Tinwen seufzte, als sie Elanors überraschtes Gesicht sah.
"Er war nicht immer gesichtslos", murmelte sie mit zitternder Stimme. "Er war als Krieger und Offizier hoch begabt. Noch bevor er volljährig wurde, wurde er zum Heerführer ernannt. Doch mit fünfunddreißig Jahren ist er einer Gruppe Orks in die Hände gefallen. Er war allein - und von ihnen waren Hunderte da. Sie verschleppten ihn nach Mordor, wo er gefoltert wurde. Ich will erst gar nicht daran denken, wie. Sauron wollte von ihm wissen, wo das Auenland lag, denn durch Gollum hatte er erfahren, dass dort der Eine Ring verborgen wurde. Es heißt, Dagorheru habe bei all den Schmerzen keinen einzigen Ton von sich gegeben. Schließlich bekamen selbst Orks Achtung vor ihm und brachten ihn zurück. Seine Wunden konnten wir heilen, doch sein Gesicht hatte er für immer verloren. Und du kannst dir sicher vorstellen, wie es ist, so abschreckend auszusehen. Und das auch, wenn man doch noch so jung ist... Dies war der Preis dafür, dass Frodo genug Zeit hatte, das Auenland zu verlassen."
Tinwen rannen Tränen übers Gesicht. Auch Elanor war gerührt von Dagorherus Tat. Wenn er nicht gewesen wäre, gäbe es Mittelerde vielleicht gar nicht mehr.

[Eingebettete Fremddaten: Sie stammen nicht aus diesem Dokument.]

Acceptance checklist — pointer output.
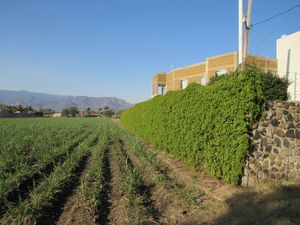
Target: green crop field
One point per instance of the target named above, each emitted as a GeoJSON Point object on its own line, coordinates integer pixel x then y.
{"type": "Point", "coordinates": [72, 171]}
{"type": "Point", "coordinates": [92, 171]}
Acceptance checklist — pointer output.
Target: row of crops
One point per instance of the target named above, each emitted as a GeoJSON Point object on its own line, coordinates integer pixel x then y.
{"type": "Point", "coordinates": [41, 161]}
{"type": "Point", "coordinates": [82, 171]}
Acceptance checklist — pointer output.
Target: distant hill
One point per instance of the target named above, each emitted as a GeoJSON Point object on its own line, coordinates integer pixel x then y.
{"type": "Point", "coordinates": [58, 102]}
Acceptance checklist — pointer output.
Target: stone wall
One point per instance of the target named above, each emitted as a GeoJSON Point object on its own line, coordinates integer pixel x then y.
{"type": "Point", "coordinates": [275, 145]}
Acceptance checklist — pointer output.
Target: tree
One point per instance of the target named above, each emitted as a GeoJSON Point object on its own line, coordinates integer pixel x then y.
{"type": "Point", "coordinates": [73, 111]}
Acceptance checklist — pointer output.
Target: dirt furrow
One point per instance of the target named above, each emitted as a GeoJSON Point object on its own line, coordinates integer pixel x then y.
{"type": "Point", "coordinates": [112, 209]}
{"type": "Point", "coordinates": [51, 214]}
{"type": "Point", "coordinates": [75, 211]}
{"type": "Point", "coordinates": [170, 203]}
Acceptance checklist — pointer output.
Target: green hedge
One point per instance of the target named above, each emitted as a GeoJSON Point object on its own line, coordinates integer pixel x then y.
{"type": "Point", "coordinates": [205, 127]}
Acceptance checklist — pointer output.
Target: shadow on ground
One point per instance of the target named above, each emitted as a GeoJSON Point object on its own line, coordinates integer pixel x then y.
{"type": "Point", "coordinates": [281, 206]}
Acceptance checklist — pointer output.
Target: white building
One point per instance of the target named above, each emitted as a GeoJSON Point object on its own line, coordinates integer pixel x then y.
{"type": "Point", "coordinates": [288, 59]}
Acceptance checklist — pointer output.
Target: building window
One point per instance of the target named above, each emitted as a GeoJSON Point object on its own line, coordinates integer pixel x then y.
{"type": "Point", "coordinates": [183, 84]}
{"type": "Point", "coordinates": [203, 80]}
{"type": "Point", "coordinates": [221, 72]}
{"type": "Point", "coordinates": [161, 89]}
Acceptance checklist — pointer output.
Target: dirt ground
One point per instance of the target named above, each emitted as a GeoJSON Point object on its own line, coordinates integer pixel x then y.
{"type": "Point", "coordinates": [266, 204]}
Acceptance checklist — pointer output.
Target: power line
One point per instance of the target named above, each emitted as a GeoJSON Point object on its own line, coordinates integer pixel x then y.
{"type": "Point", "coordinates": [276, 15]}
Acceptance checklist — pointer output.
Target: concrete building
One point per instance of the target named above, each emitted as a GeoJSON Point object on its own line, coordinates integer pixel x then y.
{"type": "Point", "coordinates": [288, 56]}
{"type": "Point", "coordinates": [202, 72]}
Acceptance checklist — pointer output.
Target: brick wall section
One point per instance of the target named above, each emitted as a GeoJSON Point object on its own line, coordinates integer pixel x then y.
{"type": "Point", "coordinates": [275, 146]}
{"type": "Point", "coordinates": [208, 69]}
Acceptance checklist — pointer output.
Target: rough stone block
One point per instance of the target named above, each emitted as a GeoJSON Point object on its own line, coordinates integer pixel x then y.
{"type": "Point", "coordinates": [290, 117]}
{"type": "Point", "coordinates": [287, 152]}
{"type": "Point", "coordinates": [278, 163]}
{"type": "Point", "coordinates": [265, 164]}
{"type": "Point", "coordinates": [297, 133]}
{"type": "Point", "coordinates": [285, 112]}
{"type": "Point", "coordinates": [264, 142]}
{"type": "Point", "coordinates": [297, 152]}
{"type": "Point", "coordinates": [277, 142]}
{"type": "Point", "coordinates": [286, 143]}
{"type": "Point", "coordinates": [290, 133]}
{"type": "Point", "coordinates": [279, 132]}
{"type": "Point", "coordinates": [275, 122]}
{"type": "Point", "coordinates": [263, 175]}
{"type": "Point", "coordinates": [255, 167]}
{"type": "Point", "coordinates": [269, 132]}
{"type": "Point", "coordinates": [269, 148]}
{"type": "Point", "coordinates": [290, 126]}
{"type": "Point", "coordinates": [272, 157]}
{"type": "Point", "coordinates": [257, 155]}
{"type": "Point", "coordinates": [275, 151]}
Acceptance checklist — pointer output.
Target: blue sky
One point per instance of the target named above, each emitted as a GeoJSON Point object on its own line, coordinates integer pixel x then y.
{"type": "Point", "coordinates": [113, 47]}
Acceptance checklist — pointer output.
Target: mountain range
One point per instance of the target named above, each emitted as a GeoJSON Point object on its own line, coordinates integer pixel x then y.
{"type": "Point", "coordinates": [59, 102]}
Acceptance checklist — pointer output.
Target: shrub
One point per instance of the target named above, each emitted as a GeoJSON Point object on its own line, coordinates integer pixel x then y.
{"type": "Point", "coordinates": [275, 88]}
{"type": "Point", "coordinates": [206, 127]}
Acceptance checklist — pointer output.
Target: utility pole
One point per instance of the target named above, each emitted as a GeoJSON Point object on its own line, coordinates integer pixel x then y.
{"type": "Point", "coordinates": [244, 29]}
{"type": "Point", "coordinates": [247, 31]}
{"type": "Point", "coordinates": [240, 53]}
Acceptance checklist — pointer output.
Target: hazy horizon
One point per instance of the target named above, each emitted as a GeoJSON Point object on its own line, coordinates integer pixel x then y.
{"type": "Point", "coordinates": [112, 48]}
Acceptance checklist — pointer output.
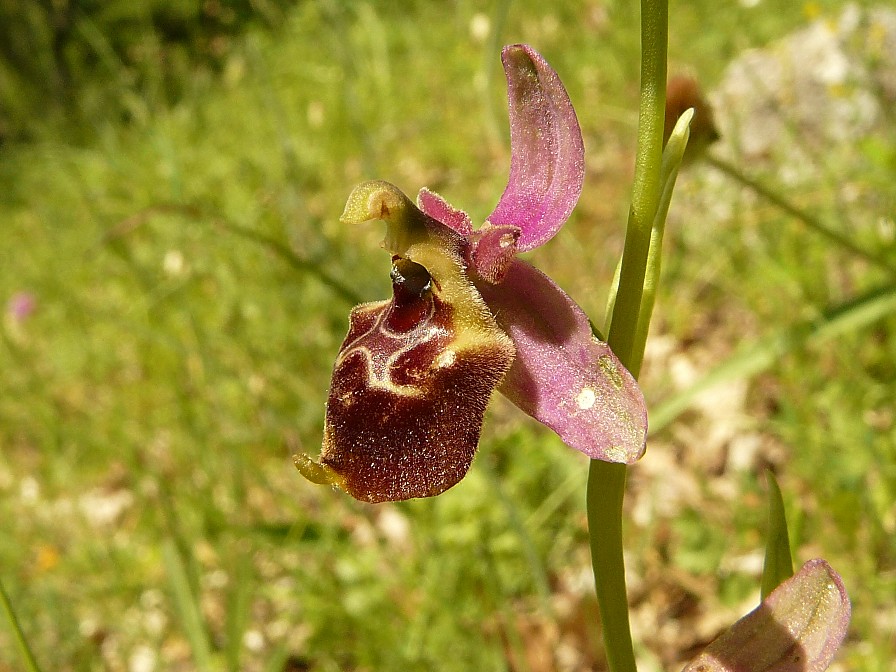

"Er war zuerst entsetzt über seinen Anblick", fuhr die Halbelbin schluchzend fort. "Er wollte nicht mehr leben und - und - Wir waren verlobt, doch er traute mir nicht mehr über den Weg. Er konnte es kaum glauben, dass ich ihn dann noch liebte. So blieben wir unverheiratet."
Elanor versuchte sie zu trösten, indem sie Tinwen umarmte. Doch sie selbst weinte. Dagorheru war also nicht nur ein großer Krieger, sondern er hatte auch eine der größten Heldentaten von Mittelerde vollbracht. Und dies war nirgendwo außer in Celebhîth bekannt.